Pubdate: Sat, 23 Apr 2005
Source: New Zealand Herald ( New Zealand )
Copyright: 2005 New Zealand Herald
Contact:  http://www.nzherald.co.nz/
Details: http://www.mapinc.org/media/300
Author: Rob Taylor

SANDWICHES AND MONOPOLY FOR BOY FACING DEATH

It is an ordeal no parent wants to face.  Pushing past a crush of cameras, 
the parents of some of the Bali nine yesterday visited Denpasar police 
headquarters where a grim cell block has been their children's home since a 
heroin bust last Sunday.

Christine and Lee Rush, from Brisbane, were stony-faced, saying nothing 
when they arrived to see their 19-year-old son, Scott.

Scott Rush is one of nine Australians detained on suspicion of trying to 
traffic drugs.  Police said they seized a total of 8.65kg of heroin when 
they nabbed five people at the Denpasar airport and another four in a Kuta 
hotel.

Rush's parents carried bags of sandwiches, bananas, an Indonesian-English 
dictionary - to help him communicate with guards - and the Monopoly board 
game.

Hurrying past news crews, they were jostled by a dozen cameramen as they 
went down a walkway at the back of the police compound.

Police made the pair sign a visitors' book on an outside table surrounded 
byphotographers, before they were led into a visiting room.

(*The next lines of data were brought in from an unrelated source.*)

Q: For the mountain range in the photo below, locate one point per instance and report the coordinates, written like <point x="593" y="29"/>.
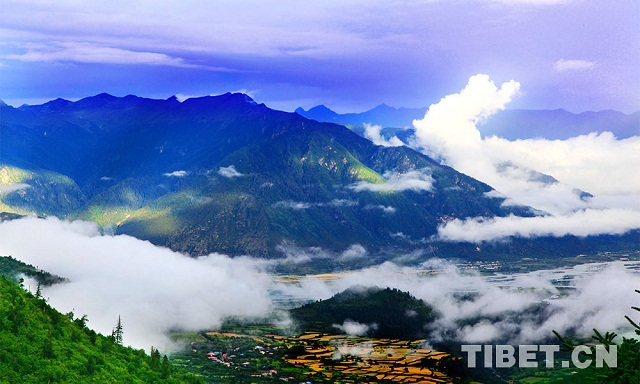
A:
<point x="511" y="124"/>
<point x="226" y="174"/>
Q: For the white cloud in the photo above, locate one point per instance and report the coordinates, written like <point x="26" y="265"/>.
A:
<point x="299" y="205"/>
<point x="500" y="309"/>
<point x="573" y="65"/>
<point x="176" y="174"/>
<point x="581" y="223"/>
<point x="596" y="163"/>
<point x="354" y="252"/>
<point x="229" y="172"/>
<point x="8" y="188"/>
<point x="152" y="288"/>
<point x="83" y="52"/>
<point x="412" y="180"/>
<point x="372" y="132"/>
<point x="353" y="328"/>
<point x="387" y="209"/>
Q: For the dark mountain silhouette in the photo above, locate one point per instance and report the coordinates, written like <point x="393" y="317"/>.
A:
<point x="225" y="174"/>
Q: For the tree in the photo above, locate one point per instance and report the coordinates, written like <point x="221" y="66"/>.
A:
<point x="117" y="332"/>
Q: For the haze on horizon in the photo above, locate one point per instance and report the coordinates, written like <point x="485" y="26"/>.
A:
<point x="571" y="54"/>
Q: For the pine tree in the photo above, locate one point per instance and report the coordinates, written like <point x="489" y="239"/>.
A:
<point x="117" y="332"/>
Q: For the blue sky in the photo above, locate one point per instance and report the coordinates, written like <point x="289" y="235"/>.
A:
<point x="349" y="55"/>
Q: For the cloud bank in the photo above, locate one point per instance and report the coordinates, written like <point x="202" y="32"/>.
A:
<point x="519" y="308"/>
<point x="519" y="170"/>
<point x="229" y="172"/>
<point x="154" y="289"/>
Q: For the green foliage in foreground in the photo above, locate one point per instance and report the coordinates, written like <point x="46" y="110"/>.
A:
<point x="41" y="345"/>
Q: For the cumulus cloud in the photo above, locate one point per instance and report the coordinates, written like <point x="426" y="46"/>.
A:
<point x="387" y="209"/>
<point x="176" y="174"/>
<point x="573" y="65"/>
<point x="354" y="252"/>
<point x="548" y="175"/>
<point x="373" y="133"/>
<point x="154" y="289"/>
<point x="229" y="172"/>
<point x="412" y="180"/>
<point x="353" y="328"/>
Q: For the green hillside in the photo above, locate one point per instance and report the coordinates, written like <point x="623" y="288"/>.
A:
<point x="41" y="345"/>
<point x="388" y="313"/>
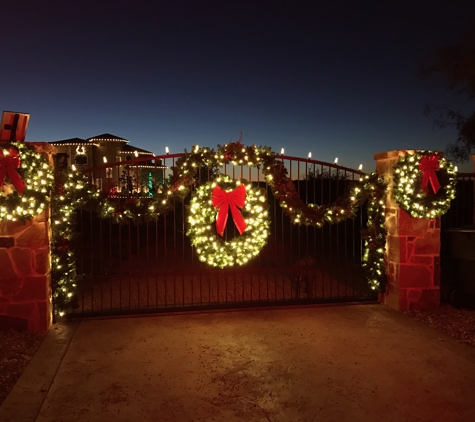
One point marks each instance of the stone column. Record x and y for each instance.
(412, 250)
(25, 270)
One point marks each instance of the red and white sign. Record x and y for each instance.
(13, 126)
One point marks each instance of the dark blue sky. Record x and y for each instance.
(333, 77)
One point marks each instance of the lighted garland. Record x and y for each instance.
(78, 193)
(409, 191)
(210, 246)
(72, 191)
(33, 178)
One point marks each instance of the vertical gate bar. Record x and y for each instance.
(110, 260)
(322, 234)
(147, 261)
(101, 262)
(138, 278)
(129, 241)
(174, 256)
(183, 251)
(156, 267)
(119, 229)
(166, 258)
(91, 260)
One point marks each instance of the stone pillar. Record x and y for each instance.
(25, 270)
(412, 250)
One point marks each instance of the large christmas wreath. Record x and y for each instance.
(424, 183)
(248, 206)
(217, 251)
(26, 179)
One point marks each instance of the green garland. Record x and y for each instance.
(73, 191)
(37, 175)
(408, 191)
(211, 248)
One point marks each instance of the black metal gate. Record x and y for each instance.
(150, 267)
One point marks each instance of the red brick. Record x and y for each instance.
(10, 286)
(411, 226)
(429, 244)
(422, 259)
(12, 227)
(43, 319)
(423, 299)
(409, 250)
(42, 261)
(22, 260)
(22, 310)
(7, 270)
(415, 276)
(35, 236)
(34, 288)
(394, 248)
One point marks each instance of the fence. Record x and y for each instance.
(126, 268)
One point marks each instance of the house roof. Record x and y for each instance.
(107, 137)
(71, 141)
(131, 149)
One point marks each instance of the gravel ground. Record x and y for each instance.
(456, 323)
(17, 348)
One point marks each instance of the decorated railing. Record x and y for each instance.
(424, 185)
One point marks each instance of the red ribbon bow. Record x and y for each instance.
(429, 164)
(222, 201)
(9, 162)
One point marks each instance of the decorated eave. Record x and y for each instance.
(106, 137)
(136, 152)
(73, 142)
(129, 149)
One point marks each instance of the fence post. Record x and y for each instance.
(412, 250)
(25, 269)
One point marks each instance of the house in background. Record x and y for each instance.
(96, 152)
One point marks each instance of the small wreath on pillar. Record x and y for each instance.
(26, 180)
(208, 214)
(424, 183)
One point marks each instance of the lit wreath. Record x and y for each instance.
(210, 204)
(424, 183)
(26, 179)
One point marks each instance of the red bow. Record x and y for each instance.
(9, 162)
(222, 201)
(429, 165)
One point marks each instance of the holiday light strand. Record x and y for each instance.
(37, 176)
(408, 187)
(210, 246)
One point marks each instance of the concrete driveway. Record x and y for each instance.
(343, 363)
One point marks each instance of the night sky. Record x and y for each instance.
(337, 78)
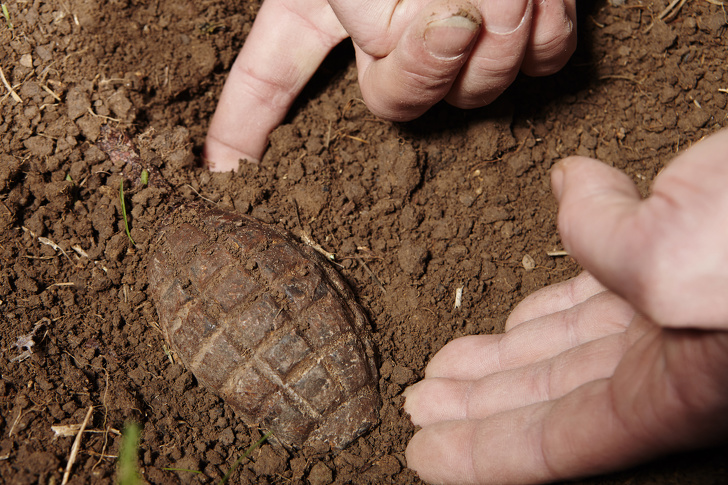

Scott Rush, wearing red board shorts and a T-shirt marking him as prisoner 
number 20, was led out shortly afterwards.

He kissed his parents through the bars of an adjoining room as more than a 
dozen microphones were pushed through a rooftop air vent.

Journalists hung from bars outside the window.  A wooden bench collapsed 
under the weight of the media pack.

Later, the parents of Sydney man Si Yi Chen, 20, arrived with rolls of 
toilet paper and a box of bottled water.  When the couple reached the same 
barred room used by Rush's parents earlier, they were told visiting hours 
were over, requiring them to seek special permission to visit their son.

Police spokesman Colonel A.S.  Reniban said the nine suspects were being 
kept in four cells.

The only female, Renae Lawrence, 27, from near Newcastle, had been placed 
in a women's cell, while the others had been separated according to whether 
they were detained in Bali airport or at the Kuta hotel.

The accused godfather of the operation, Andrew Chan, 21, from Sydney, had 
been moved to a special isolation cell after allegedly making death threats 
against the others if they co-operated with police.

The four detained inside the Bali airport with Rush and Lawrence were 
Brisbane man Michael William Czugaj, 19, and Martin Eric Stephens, 29, from 
Wollongong.

Chan was pulled off a Sydney-bound plane.  Chen, with Tach Duc Thanh 
Nguyen, 27, from Brisbane, and Sydney men Myuran Sukumaran, 24, and Matthew 
James Norman, 18, were detained at the hotel.